Through the quest chain, Gorgonna is constantly keeping her sister’s thuggery in check. From pretending to break an npc’s leg to keep him safe to pardoning a to-be executed trapper to reveal the source of the worgen in the zone, the quest chain eventually culminates in the player and Gorgonna removing Krenna from power forcibly. Afterwards, Gorgonna replaces her sister as leader of Conquest Hold, sans the…questionably scantily dressed blood elf assistants. And then is promptly never ever heard from again.
Gorgonna displays leadership, tactics, compassion, and stone-cold resolve; enough to raise her blade against her own sister to keep her from sending the whole operation in Grizzly Hills to ruin in her lust for conquest. She’s intelligent, proactive, and is a rare gem of magnificent and even tempered Orcish leadership. She’s Thrall’s epixy to her sister’s Garrosh epixy…except she actually does something to stop her sister before she can go too far.
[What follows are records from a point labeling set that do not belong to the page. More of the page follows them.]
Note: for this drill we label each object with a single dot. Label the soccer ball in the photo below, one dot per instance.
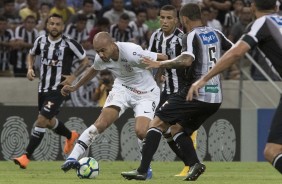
(89, 168)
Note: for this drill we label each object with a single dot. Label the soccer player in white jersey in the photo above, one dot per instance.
(201, 47)
(265, 35)
(134, 87)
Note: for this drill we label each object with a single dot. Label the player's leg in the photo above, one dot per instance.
(144, 112)
(196, 114)
(114, 106)
(186, 167)
(273, 148)
(48, 105)
(141, 128)
(150, 146)
(108, 116)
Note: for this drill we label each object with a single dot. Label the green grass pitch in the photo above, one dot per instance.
(49, 172)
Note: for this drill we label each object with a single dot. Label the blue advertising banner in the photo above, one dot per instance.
(218, 139)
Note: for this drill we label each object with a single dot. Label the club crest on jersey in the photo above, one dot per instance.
(277, 19)
(58, 53)
(128, 68)
(208, 38)
(123, 60)
(48, 106)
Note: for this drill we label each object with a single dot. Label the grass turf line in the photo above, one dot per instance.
(49, 172)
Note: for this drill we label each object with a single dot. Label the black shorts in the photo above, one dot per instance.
(275, 133)
(49, 103)
(189, 114)
(164, 97)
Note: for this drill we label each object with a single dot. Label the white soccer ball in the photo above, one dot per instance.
(89, 168)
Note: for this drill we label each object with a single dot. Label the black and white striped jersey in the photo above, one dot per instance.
(206, 46)
(265, 33)
(27, 36)
(5, 51)
(125, 36)
(171, 46)
(73, 33)
(56, 60)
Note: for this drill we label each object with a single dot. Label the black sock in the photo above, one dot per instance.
(175, 148)
(186, 146)
(61, 129)
(277, 162)
(150, 146)
(35, 139)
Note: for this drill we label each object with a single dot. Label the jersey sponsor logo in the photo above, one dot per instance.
(52, 62)
(123, 60)
(211, 88)
(208, 38)
(277, 19)
(58, 52)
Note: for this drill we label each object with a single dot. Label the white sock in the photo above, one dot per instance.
(87, 137)
(140, 144)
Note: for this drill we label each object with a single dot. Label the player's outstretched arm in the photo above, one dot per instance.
(182, 60)
(30, 72)
(228, 59)
(70, 78)
(89, 74)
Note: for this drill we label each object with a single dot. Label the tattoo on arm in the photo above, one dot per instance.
(80, 69)
(179, 61)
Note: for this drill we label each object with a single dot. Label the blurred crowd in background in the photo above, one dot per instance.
(21, 21)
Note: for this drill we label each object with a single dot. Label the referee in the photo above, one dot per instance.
(57, 53)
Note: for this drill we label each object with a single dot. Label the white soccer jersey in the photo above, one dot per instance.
(128, 69)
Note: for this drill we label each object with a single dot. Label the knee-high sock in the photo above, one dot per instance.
(35, 139)
(61, 129)
(140, 144)
(277, 162)
(150, 146)
(186, 145)
(84, 141)
(172, 144)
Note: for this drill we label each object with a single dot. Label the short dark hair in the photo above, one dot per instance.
(8, 1)
(169, 8)
(81, 17)
(88, 1)
(2, 18)
(141, 10)
(103, 21)
(124, 16)
(55, 15)
(265, 4)
(191, 10)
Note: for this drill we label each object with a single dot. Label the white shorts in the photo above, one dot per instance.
(143, 104)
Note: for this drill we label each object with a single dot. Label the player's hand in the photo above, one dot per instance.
(30, 74)
(150, 63)
(67, 89)
(68, 80)
(194, 89)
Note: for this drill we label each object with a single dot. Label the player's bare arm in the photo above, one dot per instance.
(182, 60)
(30, 72)
(161, 57)
(159, 76)
(227, 60)
(70, 78)
(89, 74)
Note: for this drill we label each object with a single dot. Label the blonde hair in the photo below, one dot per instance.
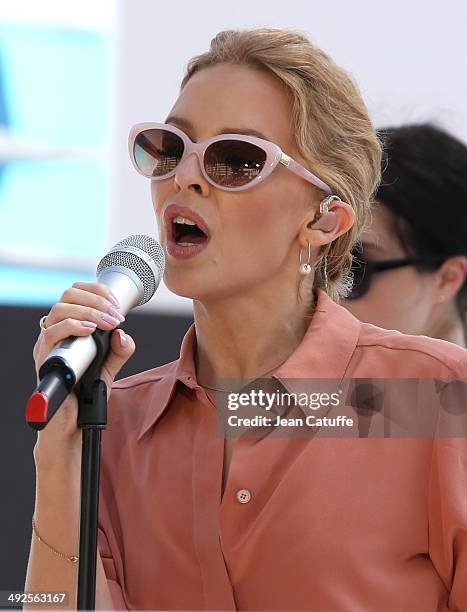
(333, 131)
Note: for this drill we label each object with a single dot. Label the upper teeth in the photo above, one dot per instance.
(183, 220)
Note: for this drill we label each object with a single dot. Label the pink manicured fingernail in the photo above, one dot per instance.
(113, 300)
(110, 320)
(116, 315)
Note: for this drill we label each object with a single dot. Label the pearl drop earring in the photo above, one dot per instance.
(305, 268)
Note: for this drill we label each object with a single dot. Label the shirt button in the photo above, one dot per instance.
(243, 496)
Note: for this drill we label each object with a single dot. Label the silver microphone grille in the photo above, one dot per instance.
(141, 254)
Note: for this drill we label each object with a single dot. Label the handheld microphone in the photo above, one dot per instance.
(132, 270)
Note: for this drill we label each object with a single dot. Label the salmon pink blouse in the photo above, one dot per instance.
(341, 524)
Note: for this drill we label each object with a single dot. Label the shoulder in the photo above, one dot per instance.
(135, 398)
(143, 379)
(407, 356)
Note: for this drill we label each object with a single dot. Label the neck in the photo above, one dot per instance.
(246, 337)
(449, 327)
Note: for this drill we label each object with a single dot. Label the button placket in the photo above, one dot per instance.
(243, 496)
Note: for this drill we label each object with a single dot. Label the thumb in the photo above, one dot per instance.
(122, 347)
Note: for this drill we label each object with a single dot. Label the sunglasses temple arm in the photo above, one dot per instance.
(298, 169)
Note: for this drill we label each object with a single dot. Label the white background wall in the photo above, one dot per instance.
(408, 57)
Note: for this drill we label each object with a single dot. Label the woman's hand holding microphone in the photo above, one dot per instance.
(82, 309)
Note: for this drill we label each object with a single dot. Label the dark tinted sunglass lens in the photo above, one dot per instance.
(361, 277)
(233, 163)
(157, 152)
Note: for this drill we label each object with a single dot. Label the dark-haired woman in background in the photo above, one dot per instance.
(411, 271)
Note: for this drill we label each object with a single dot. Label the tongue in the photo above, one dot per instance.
(191, 237)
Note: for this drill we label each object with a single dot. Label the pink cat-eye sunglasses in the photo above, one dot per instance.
(229, 161)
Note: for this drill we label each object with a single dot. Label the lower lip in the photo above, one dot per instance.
(181, 252)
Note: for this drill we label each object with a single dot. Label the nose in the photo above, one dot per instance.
(188, 175)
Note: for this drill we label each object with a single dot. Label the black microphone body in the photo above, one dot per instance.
(132, 270)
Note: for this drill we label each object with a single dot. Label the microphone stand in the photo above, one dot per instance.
(92, 419)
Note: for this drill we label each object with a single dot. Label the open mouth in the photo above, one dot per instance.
(185, 232)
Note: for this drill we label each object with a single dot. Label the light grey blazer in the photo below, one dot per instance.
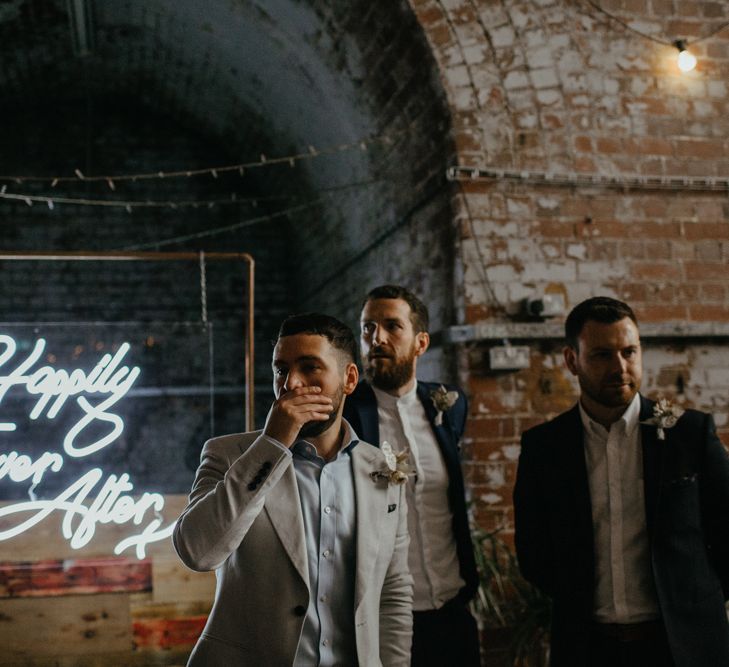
(244, 521)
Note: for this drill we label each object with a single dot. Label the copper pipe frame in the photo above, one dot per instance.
(168, 256)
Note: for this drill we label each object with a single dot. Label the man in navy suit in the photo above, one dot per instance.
(426, 419)
(622, 512)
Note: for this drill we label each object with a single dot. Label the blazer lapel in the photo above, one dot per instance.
(371, 498)
(652, 462)
(573, 448)
(284, 510)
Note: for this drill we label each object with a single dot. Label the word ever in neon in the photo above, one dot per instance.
(112, 503)
(53, 387)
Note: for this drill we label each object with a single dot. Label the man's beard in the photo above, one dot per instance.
(314, 428)
(604, 396)
(393, 374)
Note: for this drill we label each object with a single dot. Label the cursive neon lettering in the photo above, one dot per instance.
(54, 387)
(87, 502)
(80, 519)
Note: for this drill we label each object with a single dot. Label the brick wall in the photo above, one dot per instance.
(556, 86)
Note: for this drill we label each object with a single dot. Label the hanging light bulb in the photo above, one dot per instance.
(686, 60)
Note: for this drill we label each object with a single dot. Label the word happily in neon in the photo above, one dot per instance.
(54, 387)
(106, 384)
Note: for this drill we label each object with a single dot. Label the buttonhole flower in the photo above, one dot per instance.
(443, 400)
(665, 415)
(397, 468)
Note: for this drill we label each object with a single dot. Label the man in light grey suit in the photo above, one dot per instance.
(305, 525)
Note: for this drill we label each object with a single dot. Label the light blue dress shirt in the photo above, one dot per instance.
(326, 493)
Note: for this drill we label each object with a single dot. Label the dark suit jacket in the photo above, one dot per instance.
(686, 483)
(360, 410)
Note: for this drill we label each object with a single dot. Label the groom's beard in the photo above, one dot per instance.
(313, 428)
(386, 371)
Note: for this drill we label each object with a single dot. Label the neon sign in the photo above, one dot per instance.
(96, 393)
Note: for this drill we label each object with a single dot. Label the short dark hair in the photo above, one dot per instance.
(601, 309)
(319, 324)
(418, 310)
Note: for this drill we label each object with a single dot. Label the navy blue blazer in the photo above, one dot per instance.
(360, 410)
(686, 484)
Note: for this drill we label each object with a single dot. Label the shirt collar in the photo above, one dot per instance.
(305, 450)
(630, 419)
(393, 402)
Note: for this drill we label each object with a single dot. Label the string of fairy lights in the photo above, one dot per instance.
(215, 172)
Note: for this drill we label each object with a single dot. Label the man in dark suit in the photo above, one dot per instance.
(427, 419)
(622, 512)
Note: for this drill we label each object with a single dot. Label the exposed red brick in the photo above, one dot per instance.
(702, 148)
(50, 578)
(656, 271)
(608, 145)
(706, 270)
(662, 312)
(706, 230)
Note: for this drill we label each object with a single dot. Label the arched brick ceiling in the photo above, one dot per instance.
(271, 77)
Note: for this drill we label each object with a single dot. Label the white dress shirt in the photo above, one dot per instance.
(432, 557)
(326, 494)
(624, 588)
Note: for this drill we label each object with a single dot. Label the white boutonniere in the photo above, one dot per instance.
(665, 415)
(443, 400)
(398, 468)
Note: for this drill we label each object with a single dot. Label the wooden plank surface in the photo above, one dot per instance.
(173, 582)
(65, 626)
(74, 577)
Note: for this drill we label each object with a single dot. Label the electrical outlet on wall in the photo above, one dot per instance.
(509, 357)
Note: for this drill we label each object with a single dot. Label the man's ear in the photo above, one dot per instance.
(422, 342)
(351, 378)
(570, 359)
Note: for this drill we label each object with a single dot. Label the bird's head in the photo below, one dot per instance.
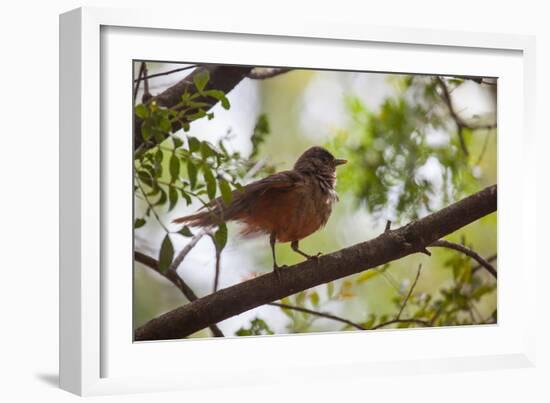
(318, 160)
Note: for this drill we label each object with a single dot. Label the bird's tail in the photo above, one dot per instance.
(213, 214)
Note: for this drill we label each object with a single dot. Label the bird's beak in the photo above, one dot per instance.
(339, 161)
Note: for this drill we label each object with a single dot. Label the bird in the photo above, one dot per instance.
(288, 205)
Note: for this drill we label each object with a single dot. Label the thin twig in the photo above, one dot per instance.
(410, 292)
(317, 313)
(146, 94)
(165, 73)
(185, 250)
(461, 124)
(468, 252)
(259, 73)
(485, 145)
(390, 322)
(490, 259)
(217, 275)
(173, 276)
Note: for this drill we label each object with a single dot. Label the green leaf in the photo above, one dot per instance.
(227, 196)
(210, 182)
(185, 231)
(220, 96)
(194, 144)
(146, 130)
(162, 199)
(142, 112)
(201, 79)
(139, 222)
(172, 197)
(177, 142)
(186, 196)
(165, 124)
(145, 178)
(166, 254)
(192, 173)
(220, 237)
(207, 150)
(174, 167)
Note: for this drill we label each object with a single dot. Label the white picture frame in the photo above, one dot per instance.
(97, 355)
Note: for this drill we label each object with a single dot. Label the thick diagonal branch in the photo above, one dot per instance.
(389, 246)
(173, 276)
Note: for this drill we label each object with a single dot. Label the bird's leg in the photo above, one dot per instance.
(294, 246)
(276, 268)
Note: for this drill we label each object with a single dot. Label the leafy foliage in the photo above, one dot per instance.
(175, 168)
(404, 160)
(257, 328)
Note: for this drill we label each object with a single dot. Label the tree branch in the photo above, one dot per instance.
(468, 252)
(223, 78)
(173, 276)
(317, 313)
(165, 73)
(389, 246)
(391, 322)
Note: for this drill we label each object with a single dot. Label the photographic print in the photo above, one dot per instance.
(283, 200)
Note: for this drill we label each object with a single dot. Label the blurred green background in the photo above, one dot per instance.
(407, 155)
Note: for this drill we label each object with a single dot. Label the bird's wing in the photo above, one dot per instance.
(281, 181)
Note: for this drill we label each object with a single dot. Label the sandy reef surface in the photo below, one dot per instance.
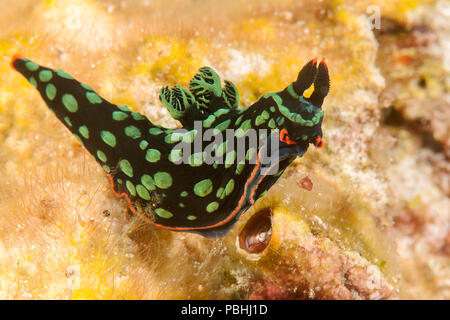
(365, 217)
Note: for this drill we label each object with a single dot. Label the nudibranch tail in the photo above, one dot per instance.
(106, 130)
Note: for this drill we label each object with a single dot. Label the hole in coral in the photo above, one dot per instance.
(257, 232)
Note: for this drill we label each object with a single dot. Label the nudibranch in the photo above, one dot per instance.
(186, 191)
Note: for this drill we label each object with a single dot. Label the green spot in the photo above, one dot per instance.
(229, 187)
(240, 167)
(33, 82)
(224, 125)
(78, 138)
(143, 144)
(124, 108)
(280, 120)
(67, 121)
(229, 159)
(175, 155)
(50, 91)
(221, 149)
(221, 112)
(148, 182)
(238, 121)
(126, 167)
(93, 97)
(189, 137)
(163, 180)
(246, 125)
(291, 91)
(203, 188)
(119, 115)
(45, 75)
(84, 131)
(101, 156)
(87, 87)
(137, 116)
(64, 75)
(272, 124)
(70, 103)
(108, 138)
(173, 137)
(196, 159)
(209, 121)
(31, 66)
(131, 188)
(250, 153)
(142, 192)
(132, 132)
(220, 193)
(163, 213)
(155, 131)
(152, 155)
(212, 206)
(259, 120)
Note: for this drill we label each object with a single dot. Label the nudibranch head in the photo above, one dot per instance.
(303, 115)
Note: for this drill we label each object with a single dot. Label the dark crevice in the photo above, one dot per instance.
(392, 117)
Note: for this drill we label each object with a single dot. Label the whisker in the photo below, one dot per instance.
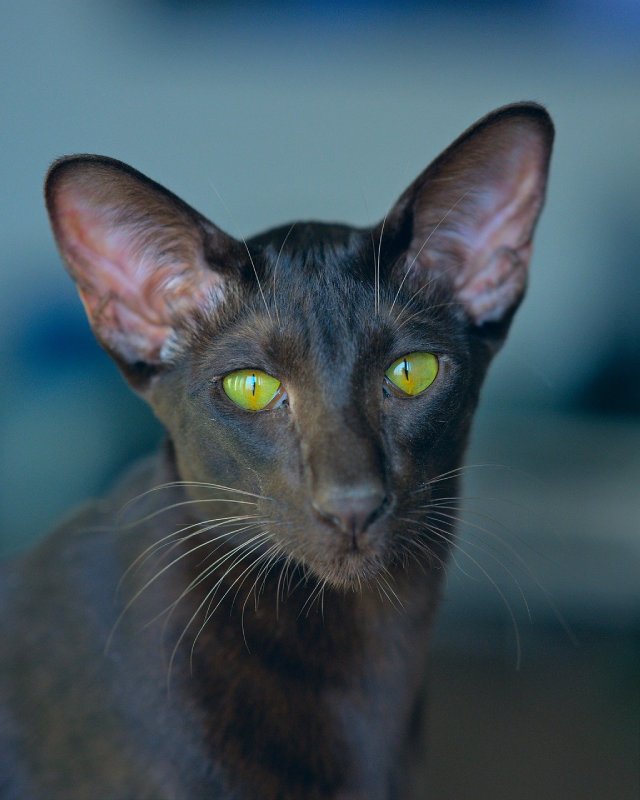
(275, 269)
So here we have a character that the players interact with, who has a whole storyline displaying her leadership and command skills, her wit and intelligence. Then we have a non-descript quest giver that has no part in said story line. Yet Nazgrim is lifted out of npc obscurity, put at the forefront of two expansive zone quest lines, becomes a hero twice over, is promoted twice over; and even though we do eventually kill him, he is eulogized by none other than Varok Saurfang himself as a loyal soldier, honorable to a fault, and someone worthy of being remembered as a hero (despite the fact that Saurfang meets Nazgrim for all of two minutes).
The random npc becomes one of the most recognizable names in WoW history with a tragic, but commanding storyline that culminates in an emotional boss fight and memorialization by another major npc. A npc with history, story, agency, and characterization falls into obscurity, barring a little cameo in Garrosh’s short story.
Gorgonna represents a problem that Blizz has with its minor npcs, how they build them up with great storylines and player interactions, then subsequently leave them to rot, never trespassing the zones they were introduced in. Never breaking out into the overarching story. This problem weighs especially hard on the female npcs, who may be active and interact more with the players than most other npcs, but still vanish at the vital, important moments of lore. Gorgonna vanishes into nothingness. Both Sylvanas and Jaina - the two characters who have the deepest ties to Arthas - are never seen inside ICC. Garona, who has been abused and twisted and mind controlled by the Shadow Council and the Twilight’s Hammer, never appears to help take down Chogall, her mortal foe. Taoshi, right hand to Taran Zhu and the character who is always at the player’s side during dailies and the Isle of Thunder is completely absent in Siege of Orgrimmar. Nazgrim, Tirion, and Garrosh and other male characters are so often whisked away from obscurity and into the limelight as major characters over and over again. Often taking over the role of female npcs as the ultimate arbiters of the story line, while female characters are left as mere footnotes in the aftermath, not even worthy of having the players see them come in long after the battle and heroism is done. The conclusions to their stories are scraps to be picked apart in off-game short stories, if they’re even remembered at all.
If Blizz wants to address its sexism problem, it needs to stop shuttering out women characters from their own stories and plucking random male npcs to be elevated to hero status. It needs to stop being afraid of women in the final cinematics, standing as heroes at the forefront of the players. It needs to allow women characters to actually have conclusions to their plots, instead of dangling in obscurity.